What to Follow Right Now: Reality Won’t Cooperate
Trump keeps trying to govern by declaration, but war, markets, and material facts are refusing the script.
Mary’s roundup this morning gets to the rot at the center of this presidency. The problem is not just that Trump lies, boasts, or wanders off into one of his usual clouds of nonsense. It is that he governs as if reality is a sucker, something that can be conned, flattered, or shouted down. In her piece, that shows up in the phony certainty around Iran, the used-car-salesman triumphalism in Memphis, and the broader spectacle of a man forever trying to replace facts with his preferred storyline. What to follow right now is the point where the storyline stops cooperating.
On Iran, Trump talked like diplomacy was humming along beautifully because he had declared it so. But Iran denied direct talks, and the strikes kept coming. That is the real headline. Not his stage-managed fog of reassurance, but the plain fact that the war keeps ignoring his script. He can pose as the master dealmaker all he wants, but missiles have a way of ruining the mood.
That is why the energy story matters more than whatever nonsense is spilling out of his mouth. Once markets, governments, and supply chains start reacting, the damage has escaped the theater. Oil climbing back above $100 and the Philippines declaring a national energy emergency are signs that this is moving out of the realm of bluster and into the hard plumbing of daily life. Shipping, fuel costs, inflation, household strain. Reality gets much less abstract when it starts charging interest.
Memphis is the domestic version of the same hustle. Trump cast the city as a gleaming testimonial to his own greatness, but the reporting points to a more complicated truth, which is usually what happens when you scrape away the gold paint. Crime may be down, but local conditions are far messier than his victory lap suggests, and the deeper problems were there long before he swooped in to claim credit. Even the Graceland stop felt grotesquely on brand. War, disruption, public safety, airport turmoil, and still the day had to pause for one more installment of the world’s tackiest one-man pageant.
So, the real question this afternoon is not whether Trump will keep pretending he has bent events to his will. That is his only move. The question is where reality hits back hardest.

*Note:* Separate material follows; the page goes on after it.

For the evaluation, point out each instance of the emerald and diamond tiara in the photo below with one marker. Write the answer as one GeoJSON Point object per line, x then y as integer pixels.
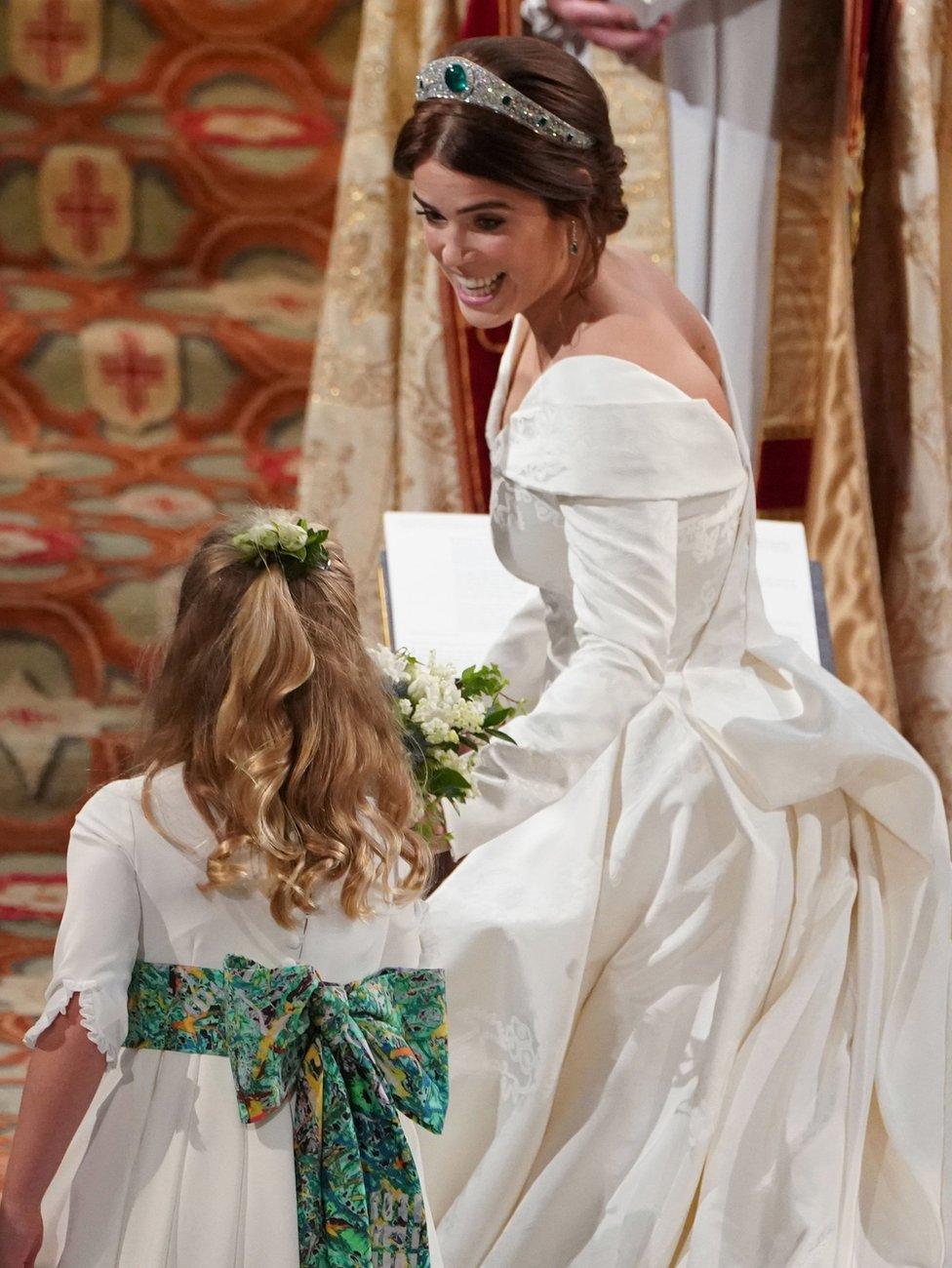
{"type": "Point", "coordinates": [456, 79]}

Watch for anything concrete on Iran, any sign that energy disruption is spreading further through the global economy, and any effort to turn Memphis into a larger governing model built on self-congratulation, selective storytelling, and televised delusion. The through-line is not merely dishonesty. It is a presidency run like a branding exercise, colliding in real time with a world that stubbornly refuses to play along.




Really, guys, Memphis and especially Graceland were totally appropriate. After all, we know that Trump is the world's best interior decorator (I'm sure he said that somewhere!) and the Graceland visit was just for him to get some ideas for the Kennedy Center and the Ballroom. Sheesh! Try to keep up!